Güneş Sistemi’ndeki Muhteşem Düzen
Satürn içinde yaşadığımız sonsuz evrenin içindeki gezegenlerden
yalnızca bir tanesi. Muhteşem özelliklere sahip olduğu düşünülen
Satürn, bilim adamlarınca detaylı olarak inceleniyor. Araştırmaların
sonuçları büyük bir merakla bekleniyor.Peki içinde yaşadığımız uçsuz
bucaksız evren nasıl var oldu? Bu evrendeki denge, ahenk ve düzen
nasıl ortaya çıktı? Üzerinde yaşadığımız dünya, nasıl olup da bizim
yaşamımız için bu denli uygun bir barınak olabildi? İşte bu sorular,
yüzyıllardır insanların ilgisini çekmiştir.

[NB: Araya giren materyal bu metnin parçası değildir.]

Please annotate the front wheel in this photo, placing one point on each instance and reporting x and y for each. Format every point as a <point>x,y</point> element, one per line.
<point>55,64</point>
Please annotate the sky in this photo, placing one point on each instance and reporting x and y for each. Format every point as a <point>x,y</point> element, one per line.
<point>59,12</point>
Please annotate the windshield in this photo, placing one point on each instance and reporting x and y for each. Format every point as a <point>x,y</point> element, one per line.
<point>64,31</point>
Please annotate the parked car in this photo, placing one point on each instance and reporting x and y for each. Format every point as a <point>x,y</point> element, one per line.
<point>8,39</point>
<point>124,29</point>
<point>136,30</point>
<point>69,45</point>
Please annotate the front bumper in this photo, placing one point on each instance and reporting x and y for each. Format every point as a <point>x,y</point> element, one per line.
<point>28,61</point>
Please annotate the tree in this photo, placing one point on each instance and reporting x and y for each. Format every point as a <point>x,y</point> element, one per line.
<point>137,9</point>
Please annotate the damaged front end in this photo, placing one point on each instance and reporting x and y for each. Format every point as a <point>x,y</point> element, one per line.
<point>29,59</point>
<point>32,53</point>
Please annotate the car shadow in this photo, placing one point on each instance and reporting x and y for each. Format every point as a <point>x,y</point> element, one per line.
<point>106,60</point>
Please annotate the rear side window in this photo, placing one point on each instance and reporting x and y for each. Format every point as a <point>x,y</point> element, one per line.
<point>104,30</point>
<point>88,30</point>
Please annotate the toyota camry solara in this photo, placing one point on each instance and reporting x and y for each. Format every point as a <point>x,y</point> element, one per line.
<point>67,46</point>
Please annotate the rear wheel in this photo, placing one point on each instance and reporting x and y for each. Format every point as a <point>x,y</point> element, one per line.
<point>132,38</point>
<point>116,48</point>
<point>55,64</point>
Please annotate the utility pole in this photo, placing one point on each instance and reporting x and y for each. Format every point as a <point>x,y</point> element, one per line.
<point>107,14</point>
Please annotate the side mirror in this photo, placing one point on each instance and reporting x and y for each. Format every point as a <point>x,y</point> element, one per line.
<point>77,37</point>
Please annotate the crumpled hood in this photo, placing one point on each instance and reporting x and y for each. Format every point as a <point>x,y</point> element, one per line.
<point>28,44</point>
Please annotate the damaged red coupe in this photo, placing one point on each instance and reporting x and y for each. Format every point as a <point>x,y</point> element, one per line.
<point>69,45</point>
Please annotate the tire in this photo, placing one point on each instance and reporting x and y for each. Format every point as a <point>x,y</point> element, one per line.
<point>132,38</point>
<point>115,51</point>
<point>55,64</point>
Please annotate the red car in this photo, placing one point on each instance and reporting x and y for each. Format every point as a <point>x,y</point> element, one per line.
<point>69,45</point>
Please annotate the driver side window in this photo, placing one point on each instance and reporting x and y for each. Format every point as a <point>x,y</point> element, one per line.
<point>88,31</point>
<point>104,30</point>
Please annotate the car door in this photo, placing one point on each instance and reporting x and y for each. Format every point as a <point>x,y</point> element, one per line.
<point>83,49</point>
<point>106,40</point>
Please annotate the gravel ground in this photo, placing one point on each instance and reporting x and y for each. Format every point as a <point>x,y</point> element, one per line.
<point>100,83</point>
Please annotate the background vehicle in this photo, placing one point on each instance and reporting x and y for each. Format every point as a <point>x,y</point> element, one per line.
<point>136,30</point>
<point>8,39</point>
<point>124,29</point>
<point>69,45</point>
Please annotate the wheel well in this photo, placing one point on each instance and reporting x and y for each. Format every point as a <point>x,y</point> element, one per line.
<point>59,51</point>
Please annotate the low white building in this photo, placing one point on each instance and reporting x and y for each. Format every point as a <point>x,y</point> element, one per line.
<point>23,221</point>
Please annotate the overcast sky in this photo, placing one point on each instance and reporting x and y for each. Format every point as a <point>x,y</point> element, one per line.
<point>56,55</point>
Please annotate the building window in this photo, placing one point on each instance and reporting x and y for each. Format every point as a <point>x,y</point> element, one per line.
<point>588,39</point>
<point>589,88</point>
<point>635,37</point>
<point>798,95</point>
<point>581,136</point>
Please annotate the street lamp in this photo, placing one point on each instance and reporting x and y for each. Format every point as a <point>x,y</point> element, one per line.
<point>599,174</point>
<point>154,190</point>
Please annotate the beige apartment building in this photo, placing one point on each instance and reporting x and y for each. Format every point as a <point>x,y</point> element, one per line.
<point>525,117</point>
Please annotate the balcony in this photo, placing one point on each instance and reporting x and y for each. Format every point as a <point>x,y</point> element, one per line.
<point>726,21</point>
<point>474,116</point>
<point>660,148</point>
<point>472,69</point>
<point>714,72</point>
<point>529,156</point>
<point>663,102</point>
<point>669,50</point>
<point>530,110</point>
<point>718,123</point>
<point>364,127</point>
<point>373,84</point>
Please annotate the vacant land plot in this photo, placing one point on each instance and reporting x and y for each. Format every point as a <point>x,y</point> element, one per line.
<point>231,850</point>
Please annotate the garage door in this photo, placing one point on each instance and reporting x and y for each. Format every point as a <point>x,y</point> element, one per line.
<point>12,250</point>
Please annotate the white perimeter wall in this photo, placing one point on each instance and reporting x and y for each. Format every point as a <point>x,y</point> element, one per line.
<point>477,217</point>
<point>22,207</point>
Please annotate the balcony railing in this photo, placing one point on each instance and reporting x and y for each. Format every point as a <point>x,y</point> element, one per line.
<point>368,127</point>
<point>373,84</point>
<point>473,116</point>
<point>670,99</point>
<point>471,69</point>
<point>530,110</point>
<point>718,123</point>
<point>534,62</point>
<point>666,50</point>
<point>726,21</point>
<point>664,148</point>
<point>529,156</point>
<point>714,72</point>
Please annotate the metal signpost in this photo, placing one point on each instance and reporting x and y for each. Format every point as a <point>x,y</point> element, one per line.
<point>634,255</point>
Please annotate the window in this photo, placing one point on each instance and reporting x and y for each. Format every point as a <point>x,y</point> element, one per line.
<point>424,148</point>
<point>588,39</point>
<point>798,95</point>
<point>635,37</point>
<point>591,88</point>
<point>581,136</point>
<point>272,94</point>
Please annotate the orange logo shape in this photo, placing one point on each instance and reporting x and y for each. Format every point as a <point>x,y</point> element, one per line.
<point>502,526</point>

Ve işte bu sebeple insanoğlu
yıllardır gelişen teknolojiden de faydalanarak evrenin sırlarını
keşfetmeye çalışmıştır, uzaya gönderilen roketlerle, uydularla da
hala bu çalışmalar devam etmektedir.
Evrendeki düzenliliği en açık olarak gözlemlediğimiz alanlardan
biri Dünyamızın içinde bulunduğu Güneş Sistemi'dir. Güneş Sistemi'nde
9 ayrı gezegen ve bu gezegenlere bağlı 54 ayrı uydu yer alır. Bu
gezegenler, Güneş'e olan yakınlıklarına göre; Merkür, Venüs, Dünya,
Mars, Jüpiter, Satürn, Neptün, Uranüs ve Pluton'dur. Bu gezegenlerin
ve 54 uydularının içinde yaşama uygun bir yüzey ve atmosfere sahip
olan yegane gök cismi ise Dünya'dır.
Güneş Sistemi'nin yapısını incelediğimizde büyük bir denge ile
karşılaşırız. Gezegenleri dondurucu soğukluktaki dış uzaya savrulmaktan
koruyan etki, Güneş'in "çekim gücü" ile gezegenin "merkez-kaç kuvveti"

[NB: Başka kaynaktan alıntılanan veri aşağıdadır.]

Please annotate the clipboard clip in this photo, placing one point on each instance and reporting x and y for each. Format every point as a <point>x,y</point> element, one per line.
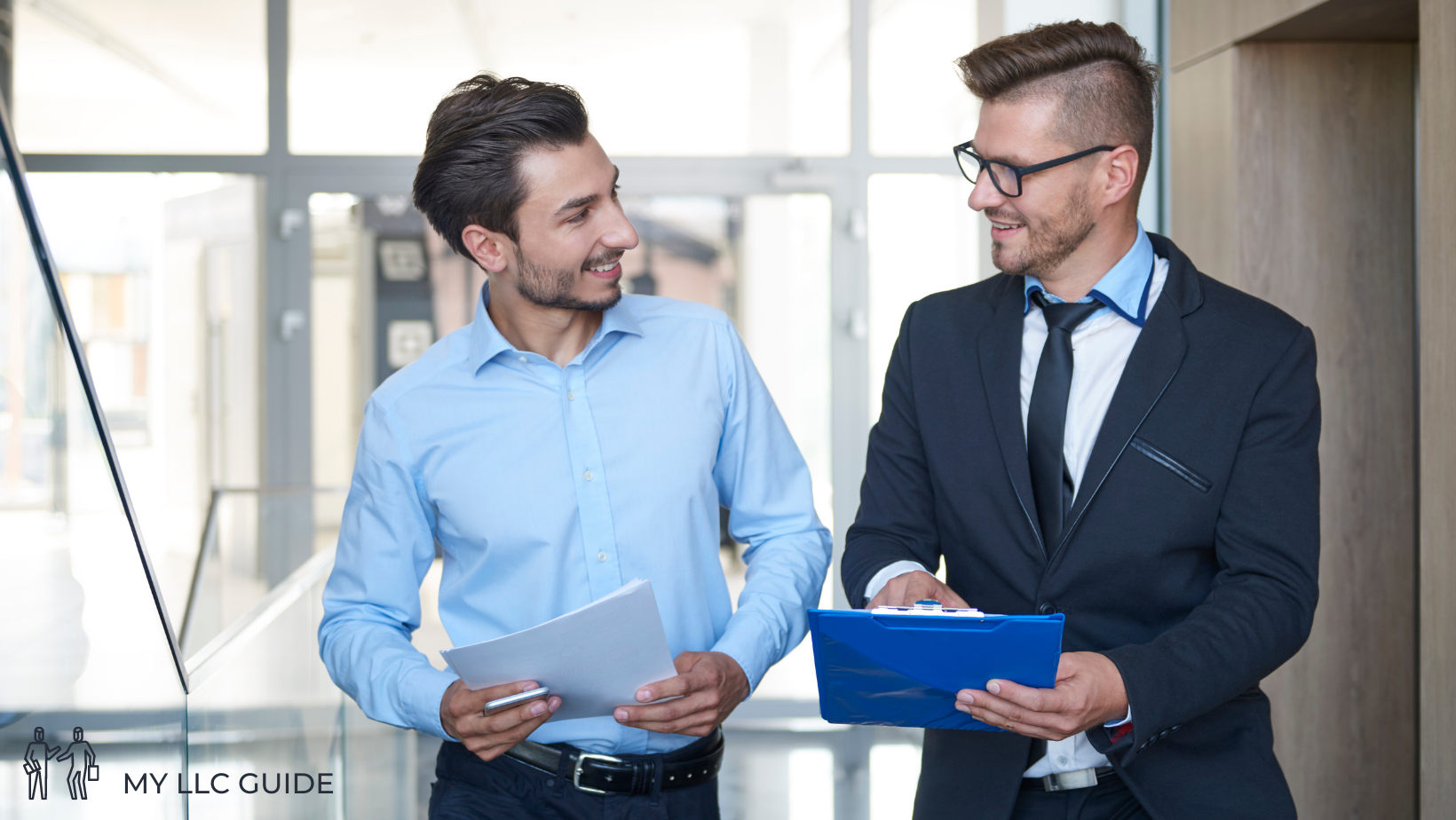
<point>930,606</point>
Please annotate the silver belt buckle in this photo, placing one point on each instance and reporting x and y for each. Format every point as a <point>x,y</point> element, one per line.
<point>1064,781</point>
<point>582,756</point>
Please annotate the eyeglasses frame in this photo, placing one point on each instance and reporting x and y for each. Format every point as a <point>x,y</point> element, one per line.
<point>1017,170</point>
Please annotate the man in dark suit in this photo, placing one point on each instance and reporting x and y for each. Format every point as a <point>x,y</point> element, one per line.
<point>1104,431</point>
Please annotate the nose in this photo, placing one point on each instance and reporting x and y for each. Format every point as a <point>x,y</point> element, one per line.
<point>621,235</point>
<point>985,194</point>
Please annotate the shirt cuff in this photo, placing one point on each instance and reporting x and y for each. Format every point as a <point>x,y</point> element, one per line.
<point>891,572</point>
<point>1126,720</point>
<point>425,690</point>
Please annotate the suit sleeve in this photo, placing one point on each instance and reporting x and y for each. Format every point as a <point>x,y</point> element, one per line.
<point>896,519</point>
<point>1262,606</point>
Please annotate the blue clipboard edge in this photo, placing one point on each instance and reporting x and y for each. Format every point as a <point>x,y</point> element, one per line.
<point>866,679</point>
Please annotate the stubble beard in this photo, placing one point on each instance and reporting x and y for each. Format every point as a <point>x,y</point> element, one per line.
<point>1048,243</point>
<point>550,288</point>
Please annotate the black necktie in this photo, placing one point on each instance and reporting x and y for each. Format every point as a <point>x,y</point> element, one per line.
<point>1047,417</point>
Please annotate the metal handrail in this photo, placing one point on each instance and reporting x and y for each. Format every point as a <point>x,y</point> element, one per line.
<point>207,545</point>
<point>239,633</point>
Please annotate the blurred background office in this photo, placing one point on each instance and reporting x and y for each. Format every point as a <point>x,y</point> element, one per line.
<point>225,188</point>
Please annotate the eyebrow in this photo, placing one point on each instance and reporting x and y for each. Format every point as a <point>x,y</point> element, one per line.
<point>589,199</point>
<point>1008,161</point>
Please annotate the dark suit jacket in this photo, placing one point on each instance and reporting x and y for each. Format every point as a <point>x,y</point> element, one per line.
<point>1191,549</point>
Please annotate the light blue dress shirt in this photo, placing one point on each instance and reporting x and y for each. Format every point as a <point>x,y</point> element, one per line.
<point>550,486</point>
<point>1121,290</point>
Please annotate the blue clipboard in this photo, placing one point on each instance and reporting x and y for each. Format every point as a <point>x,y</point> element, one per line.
<point>885,669</point>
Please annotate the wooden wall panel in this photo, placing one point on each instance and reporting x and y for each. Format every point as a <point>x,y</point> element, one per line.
<point>1199,28</point>
<point>1201,172</point>
<point>1325,231</point>
<point>1437,436</point>
<point>1315,184</point>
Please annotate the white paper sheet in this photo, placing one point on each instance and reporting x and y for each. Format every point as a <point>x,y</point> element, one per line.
<point>594,658</point>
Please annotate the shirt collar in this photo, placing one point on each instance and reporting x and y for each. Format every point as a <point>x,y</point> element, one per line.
<point>1123,288</point>
<point>487,341</point>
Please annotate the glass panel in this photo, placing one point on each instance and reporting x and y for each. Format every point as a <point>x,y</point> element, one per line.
<point>140,76</point>
<point>766,76</point>
<point>918,105</point>
<point>894,769</point>
<point>162,277</point>
<point>88,676</point>
<point>922,239</point>
<point>264,720</point>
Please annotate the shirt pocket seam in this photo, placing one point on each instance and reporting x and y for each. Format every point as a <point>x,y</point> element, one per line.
<point>1171,465</point>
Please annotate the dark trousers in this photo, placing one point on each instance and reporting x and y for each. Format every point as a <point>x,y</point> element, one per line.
<point>469,788</point>
<point>1108,800</point>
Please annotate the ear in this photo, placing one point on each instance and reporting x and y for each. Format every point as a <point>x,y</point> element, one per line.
<point>493,251</point>
<point>1121,174</point>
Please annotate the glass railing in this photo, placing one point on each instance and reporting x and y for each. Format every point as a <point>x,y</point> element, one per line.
<point>105,710</point>
<point>91,679</point>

arasındaki dengedir. Güneş sahip olduğu büyük çekim gücü nedeniyle
tüm gezegenleri çeker, onlar da dönmelerinin verdiği merkez-kaç
kuvveti sayesinde bu çekimden kurtulurlar. Ama eğer gezegenlerin
dönüş hızları biraz daha yavaş olsaydı, o zaman bu gezegenler hızla
Güneş'e doğru çekilirler ve sonunda Güneş tarafından büyük bir patlamayla
yutulurlardı. Bunun tersi de mümkündür. Eğer gezegenler daha hızlı
dönseler, bu sefer de Güneş'in gücü onları tutmaya yetmeyecek ve
gezegenler dış uzaya savrulacaklardı. Oysa çok hassas olan bu denge
kurulmuştur ve sistem bu dengeyi koruduğu için devam etmektedir.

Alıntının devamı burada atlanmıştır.